Это господин лет двадцати шести-восьми, с приятной внешностью и вполне приличными манерами, свидетельствующими о хорошем воспитании[29]. Некоторая, вполне, впрочем, естественная несдержанность в речах, страстная порывистость, с какой он рассказывает о себе, порою горький, даже иронический смех, а вслед затем тяжелая задумчивость, из которой с трудом удается его извлечь даже прикосновением руки, – дополняют облик моего нового знакомца. Мне лично он не особенно симпатичен, и, как ни странно, особенно неприятно действует на меня его отвратительная привычка постоянно шевелить тонкими худыми пальцами и беспомощно хвататься ими за руку собеседника.

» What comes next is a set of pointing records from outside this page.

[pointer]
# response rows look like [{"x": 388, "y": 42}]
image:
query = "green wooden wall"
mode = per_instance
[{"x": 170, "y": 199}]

О своей прошлой жизни г. К. рассказал мне очень мало.
– Ну что там! Был художником, вот и все, – повторяет он с досадливой гримасой и совершенно отказывается говорить о том "безнравственном деянии"[30], за которое присужден к одиночному заключению.

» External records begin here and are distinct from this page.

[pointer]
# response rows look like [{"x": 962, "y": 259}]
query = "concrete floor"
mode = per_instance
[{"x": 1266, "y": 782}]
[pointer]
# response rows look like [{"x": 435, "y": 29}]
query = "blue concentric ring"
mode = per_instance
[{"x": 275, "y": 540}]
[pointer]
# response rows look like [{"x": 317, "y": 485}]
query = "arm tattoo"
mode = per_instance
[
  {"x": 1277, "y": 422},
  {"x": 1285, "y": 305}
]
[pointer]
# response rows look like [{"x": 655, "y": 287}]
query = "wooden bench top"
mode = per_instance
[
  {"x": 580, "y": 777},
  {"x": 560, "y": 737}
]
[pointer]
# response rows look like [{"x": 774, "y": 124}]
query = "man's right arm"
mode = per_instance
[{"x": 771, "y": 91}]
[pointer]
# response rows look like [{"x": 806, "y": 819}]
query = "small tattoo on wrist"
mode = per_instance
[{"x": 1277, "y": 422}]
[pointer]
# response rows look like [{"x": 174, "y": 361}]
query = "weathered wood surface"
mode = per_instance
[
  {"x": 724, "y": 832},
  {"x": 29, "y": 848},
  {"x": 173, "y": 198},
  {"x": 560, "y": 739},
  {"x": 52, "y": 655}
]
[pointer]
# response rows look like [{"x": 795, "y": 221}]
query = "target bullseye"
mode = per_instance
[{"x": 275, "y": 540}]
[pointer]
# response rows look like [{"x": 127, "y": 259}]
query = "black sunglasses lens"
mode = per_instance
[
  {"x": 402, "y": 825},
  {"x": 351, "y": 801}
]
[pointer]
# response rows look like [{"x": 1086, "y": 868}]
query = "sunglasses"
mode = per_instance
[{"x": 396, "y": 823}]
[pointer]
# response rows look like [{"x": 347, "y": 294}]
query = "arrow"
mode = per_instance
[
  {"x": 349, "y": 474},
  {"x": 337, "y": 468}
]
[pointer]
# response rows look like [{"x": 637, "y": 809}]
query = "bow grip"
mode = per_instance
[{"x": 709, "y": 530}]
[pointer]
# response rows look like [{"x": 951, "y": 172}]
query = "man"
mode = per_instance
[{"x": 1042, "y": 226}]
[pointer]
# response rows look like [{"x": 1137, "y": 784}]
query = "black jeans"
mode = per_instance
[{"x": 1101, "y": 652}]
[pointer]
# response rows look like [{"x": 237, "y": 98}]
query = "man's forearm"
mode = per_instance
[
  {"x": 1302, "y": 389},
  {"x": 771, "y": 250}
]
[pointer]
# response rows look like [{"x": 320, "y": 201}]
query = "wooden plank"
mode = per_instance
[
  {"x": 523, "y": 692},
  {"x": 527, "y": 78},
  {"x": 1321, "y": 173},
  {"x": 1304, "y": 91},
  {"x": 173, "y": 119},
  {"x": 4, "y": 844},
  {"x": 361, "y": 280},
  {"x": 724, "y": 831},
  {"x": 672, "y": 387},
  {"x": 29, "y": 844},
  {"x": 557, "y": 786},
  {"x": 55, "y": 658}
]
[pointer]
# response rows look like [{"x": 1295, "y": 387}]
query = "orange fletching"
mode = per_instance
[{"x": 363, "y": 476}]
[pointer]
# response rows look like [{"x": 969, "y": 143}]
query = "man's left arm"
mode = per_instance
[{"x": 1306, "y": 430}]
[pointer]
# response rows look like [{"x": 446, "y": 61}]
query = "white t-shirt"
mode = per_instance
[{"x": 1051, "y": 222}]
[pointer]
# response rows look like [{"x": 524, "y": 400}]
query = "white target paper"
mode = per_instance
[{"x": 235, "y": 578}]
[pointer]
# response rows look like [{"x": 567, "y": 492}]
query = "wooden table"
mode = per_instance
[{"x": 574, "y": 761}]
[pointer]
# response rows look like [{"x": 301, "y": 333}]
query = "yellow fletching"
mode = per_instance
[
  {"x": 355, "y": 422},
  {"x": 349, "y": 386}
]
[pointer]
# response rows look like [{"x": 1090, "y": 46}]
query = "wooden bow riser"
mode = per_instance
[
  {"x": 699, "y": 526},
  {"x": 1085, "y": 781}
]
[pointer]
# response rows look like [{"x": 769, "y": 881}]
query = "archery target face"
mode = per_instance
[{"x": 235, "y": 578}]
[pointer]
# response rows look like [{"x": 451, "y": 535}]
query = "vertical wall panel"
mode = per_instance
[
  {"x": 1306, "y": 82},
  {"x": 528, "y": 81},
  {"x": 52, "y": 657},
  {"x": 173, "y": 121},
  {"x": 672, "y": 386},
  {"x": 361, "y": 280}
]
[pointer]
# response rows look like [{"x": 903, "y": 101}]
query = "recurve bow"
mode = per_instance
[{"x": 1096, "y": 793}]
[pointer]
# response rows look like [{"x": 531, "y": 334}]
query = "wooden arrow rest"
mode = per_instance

– Я не хочу развращать вас, дедушка, живите себе честно, – шутит он с несколько неприличной фамильярностью, которую я допускаю единственно из желания сделать приятное г. начальнику тюрьмы, выпытав у узника действительную причину его страданий, принимающих иногда тяжелую форму буйства и угроз. И действительно, в одну из тяжелых минут, когда воля к сопротивлению у г. К. ослабела в силу томящей его бессонницы, я присел к нему на кровать, несколько приласкал его и вообще отнесся к нему с такой отеческой мягкостью, что тут же он выболтал все. Не желая утомлять читателя точным воспроизведением его истерических выкриков, хохота и слез, я передам лишь содержание его рассказа. Горе г. К., вначале для меня не совсем понятное, заключается в том, что для рисования ему дают не бумагу и не полотно, а большую грифельную доску и грифель[31]. Таким образом, благодаря свойству материала, прежде чем начать новую картину, г. К. должен уничтожить прежнюю, начисто стерши ее с грифельной доски; и это будто бы каждый раз доводит его почти до исступления.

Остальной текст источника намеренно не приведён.